El pecado nunca ha tenido la última palabra en la historia humana. Junto a expresiones aberrantes del poder del mal, el bien (que proviene del “Sumo Bien”) está presente en el ser humano y se las arregla, potenciado por la gracia de Dios, para elevar, ennoblecer y salvar la condición humana. Dios quiere que el hombre se salve, enseña San Pablo (cf. 1 Tim 2,4). Y su voluntad de salvación es mucho más que un deseo piadoso. 

Los ojos de la fe son sagaces: saben percibir y secundar, en medio de la oscuridad más espesa, la acción discreta, silenciosa pero siempre eficaz del Espíritu Santo que trabaja, precisamente, para que el hombre sea libre, con la libertad de Cristo. 

Por eso, los cristianos, con mayor o menor eficacia, siempre han tenido que huir de dos fuertes tentaciones: la condena en bloque del orden vigente al que se juzga radicalmente malo y perdido, con el consiguiente movimiento de fuga y clausura sobre sí mismos, por una parte; pero, por otra, la sacralización de un determinado orden cultural, político o social, con la ilusoria sensación de haber llegado a la meta del Reino o, con no rara frecuencia, legitimando diversas formas de autoritarismo. 

En uno y otro caso, se yerra al considerar la visibilidad pública de la fe como un poder en colisión con los otros poderes mundanos. Y, si de poder se trata, las relaciones solo pueden concebirse como dominación o claudicación. El paradigma es el antagonismo: un poder junto a otro, en pugna por dominar políticamente la situación. La Iglesia -enseñaba sabiamente Benedicto XVI- no puede entenderse a sí misma como “poder” y, por tanto, imponer su visión de la vida con las armas y la lógica de la coerción política (cf. Deus caritas est 28). 

Es aquí que vale recordar que el Evangelio camina por otros senderos: no dominar ni ser servidos, sino servir y entregar la vida. A Dios lo que es de Dios, y al César, lo del César (cf. Mc 10,45 y Mt 22,21). Como dijera también en su momento Benedicto XVI, el principio de la laicidad que distingue la esfera política de la eclesiástica, tan defendido por la cultura secular, ha sido asumido por la doctrina social de la Iglesia como expresión legítima de la visibilidad de la fe en sus complejas relaciones con el mundo. 

De ahí que, la actitud cristiana, se juegue en dos campos complementarios: en primer lugar, una aceptación realista del carácter incompleto y perfectible de todo ordenamiento social, jurídico y cultural humano. Y, en segundo lugar, un lúcido discernimiento espiritual para posicionarse evangélicamente en un contexto cuyos valores evangélicos han de ser reconocidos y potenciados, y cuyos antivalores han de ser claramente denunciados y, llegado el caso, confrontados y resistidos, pero también, y en la medida de lo posible, purificados y sabiamente transformados. 

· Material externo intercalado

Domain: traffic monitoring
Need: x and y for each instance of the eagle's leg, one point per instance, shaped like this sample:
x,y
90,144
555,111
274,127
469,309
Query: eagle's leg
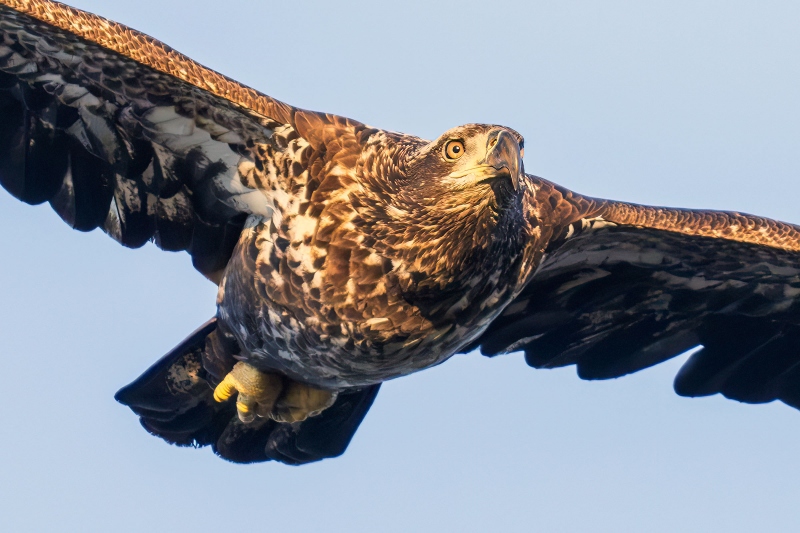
x,y
258,391
270,395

De lo que se trata, en el fondo, es de vivir la novedad de la fe cristiana y su modo de comprender lo que es bueno para la persona humana en sus múltiples vínculos y dimensiones, también los culturales y sociales.

En este sentido, las sociedades plurales que han elegido como forma de gobierno y de convivencia a la democracia ofrecen espacios y reglas de juego para que todos los actores de la sociedad civil hagan oír sus puntos de vista. También los católicos, ¿por qué no? ¿Qué lo impide? Eso sí, con la exigencia de intervenir con inteligencia, respeto y reciprocidad: hablar y escuchar en pie de igualdad, dejarse realmente interpelar y, en no pocas ocasiones, asumir que las propias posiciones no sean compartidas por buena parte de los conciudadanos. 

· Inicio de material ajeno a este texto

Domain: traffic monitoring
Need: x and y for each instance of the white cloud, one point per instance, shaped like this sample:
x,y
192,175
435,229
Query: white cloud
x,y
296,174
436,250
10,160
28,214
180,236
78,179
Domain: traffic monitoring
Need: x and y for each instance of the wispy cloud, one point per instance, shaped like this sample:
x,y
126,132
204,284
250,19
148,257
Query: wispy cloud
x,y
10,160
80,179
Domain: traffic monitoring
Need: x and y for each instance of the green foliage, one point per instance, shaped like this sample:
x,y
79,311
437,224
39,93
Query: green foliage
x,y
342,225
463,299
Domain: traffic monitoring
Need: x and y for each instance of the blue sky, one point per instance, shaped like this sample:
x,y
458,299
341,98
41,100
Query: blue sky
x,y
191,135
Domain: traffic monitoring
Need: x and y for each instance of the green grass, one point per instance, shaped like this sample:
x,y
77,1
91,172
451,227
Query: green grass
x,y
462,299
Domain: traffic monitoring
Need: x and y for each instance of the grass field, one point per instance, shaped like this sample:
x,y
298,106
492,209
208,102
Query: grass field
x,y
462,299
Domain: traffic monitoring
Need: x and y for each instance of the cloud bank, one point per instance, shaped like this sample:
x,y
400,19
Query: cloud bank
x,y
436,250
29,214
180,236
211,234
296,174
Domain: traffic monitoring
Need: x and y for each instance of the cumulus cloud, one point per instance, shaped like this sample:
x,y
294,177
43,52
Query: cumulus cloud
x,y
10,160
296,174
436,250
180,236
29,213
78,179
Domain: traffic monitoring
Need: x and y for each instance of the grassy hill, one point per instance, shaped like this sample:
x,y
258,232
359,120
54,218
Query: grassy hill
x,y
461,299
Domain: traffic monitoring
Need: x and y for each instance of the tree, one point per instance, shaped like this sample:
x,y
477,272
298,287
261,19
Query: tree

La fe así vivida es levadura en la masa: fermenta desde dentro y hace crecer. Es luz que ilumina y, por eso, orienta la conciencia y la conducta. En cuanto gracia, es fuerza vivificante que viene de Dios y fortalece el empeño nunca logrado del todo de servir al Reino de Dios en este mundo nuestro, siempre imperfecto, tensionado desde dentro por el pecado, pero también traccionado por la gracia de Cristo hacia su plenitud escatológica. 

También nosotros, cristianos en medio de la ciudad secular, podemos vivir nuestra condición de discípulos de Cristo. Entre otras cosas, porque Cristo resucitado allí habita y opera, allí nos espera y nos interpela. El desafío es reconocerlo, escucharlo y seguirlo por donde Él camina. Invocarlo como “Señor de la historia” es toda una confesión de fe.